BİŞKEK (AA) - Kırgız-Rus Slavyan Üniversitesinin ev sahipliğinde gerçekleşen, "Rusya ve Türk Dünyası: Rusya ve Kırgızistanlı Gençlerinin Bakışı" konulu Uluslararası Gençlik Forumu, Rus ve Kırgız öğrencilerini bir araya getirdi.
Merkezi Rusya'nın Saint Petersburg kentinde olan Türkiye ile Kültürel ve Bilimsel İlişkiler Derneğinin organizasyonunda ve Rusya Devlet Başkanlığı Hibe Fonu desteği ve Uluslararası Türk Kültürü Teşkilatının (TÜRKSOY) katkılarıyla düzenlenen foruma, Rusya'daki 12 üniversite ve akademik kurumdan 50 kişilik öğretim görevlisi ve öğrencileri katıldı.
"Türk dünyası” konusunda ortak çalışmaları olan 35 yaşın altındaki öğrencilerin, lisansüstü öğrencilerin ve genç bilim insanlarının, Türk halklarının dillerini, kültürlerini, tarihini öğrenmelerinin sağlanması amaçlanan 7 oturumlu forumda TÜRKSOY'un faaliyetleri ve Türk dünyasıyla ilgili 50 farklı sunum yapıldı.
Forum hakkında AA muhabirine açıklamada bulunan Türkiye ile Kültürel ve Bilimsel İlişkiler Derneği Başkanı ve forumun organizatörü Aleksander Kolesnikov, "Rusya ile Türk dünyası arasındaki etkileşime büyük önem veriyoruz. Rus öğrencilerin Türk dünyası ile kaynaşmalarını amaçladık." dedi.

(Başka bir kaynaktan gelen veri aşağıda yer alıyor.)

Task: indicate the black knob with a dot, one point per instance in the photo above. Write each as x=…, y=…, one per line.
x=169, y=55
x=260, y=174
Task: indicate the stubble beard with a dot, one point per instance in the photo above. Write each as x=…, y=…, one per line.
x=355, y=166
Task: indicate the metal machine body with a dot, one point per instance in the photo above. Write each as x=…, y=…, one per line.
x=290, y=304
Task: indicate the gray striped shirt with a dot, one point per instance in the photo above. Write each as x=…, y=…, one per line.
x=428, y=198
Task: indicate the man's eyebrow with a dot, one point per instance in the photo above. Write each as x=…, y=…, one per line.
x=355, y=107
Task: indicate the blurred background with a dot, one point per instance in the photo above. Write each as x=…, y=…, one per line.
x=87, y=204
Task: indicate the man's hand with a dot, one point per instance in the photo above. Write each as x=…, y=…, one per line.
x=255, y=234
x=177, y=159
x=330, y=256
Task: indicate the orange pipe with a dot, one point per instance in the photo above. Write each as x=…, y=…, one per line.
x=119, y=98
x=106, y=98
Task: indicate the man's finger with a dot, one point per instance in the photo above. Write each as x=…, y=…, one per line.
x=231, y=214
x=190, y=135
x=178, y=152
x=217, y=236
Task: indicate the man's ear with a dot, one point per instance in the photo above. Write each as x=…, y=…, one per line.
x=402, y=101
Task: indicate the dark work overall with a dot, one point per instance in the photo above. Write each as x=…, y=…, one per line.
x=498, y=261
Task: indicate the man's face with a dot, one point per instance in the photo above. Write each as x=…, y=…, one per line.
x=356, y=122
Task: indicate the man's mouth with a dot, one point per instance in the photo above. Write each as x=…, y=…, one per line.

Rusya ile Türk dünyası arasında tarihi ve köklü bağların bulunduğuna dikkati çeken Kolesnikov, "Rusya nüfusunun yüzde 15'ini Türk dili konuşan halklar oluşturuyor. Dolayısıyla Rus halkının tarihi olarak, Türk dünyası ile bir bağı vardır. Bu doğrultuda, Rusya'da öğrenciler, bağımsız Türk dili konuşan ülkeleri ile kültür, bilim ve eğitim iş birliğine gereksinim duyuyor." diye konuştu.
Dünyada Rusya'daki Türkoloji eğitiminin daima ilk sıralarda yer aldığına işaret eden Kolesnikov, Rusya ve Türk dünyasının öğrencileri tarafından bu geleneğin sürdürülmesini arzuladıklarının altını çizdi.
-"Rusya ile Türk dünyası gençleri arasında yakınlaşması sağlanmalı"
Türkiye ile Kültürel ve Bilimsel İlişkiler Derneği Türkiye Temsilcisi ve Ankara Politikalar Merkezi Yönetim Kurulu Başkanı Hasan Kanbolat, Rusya ile Türk dünyası gençleri arasında yakınlaşma sağlanması gerektiğini söyledi.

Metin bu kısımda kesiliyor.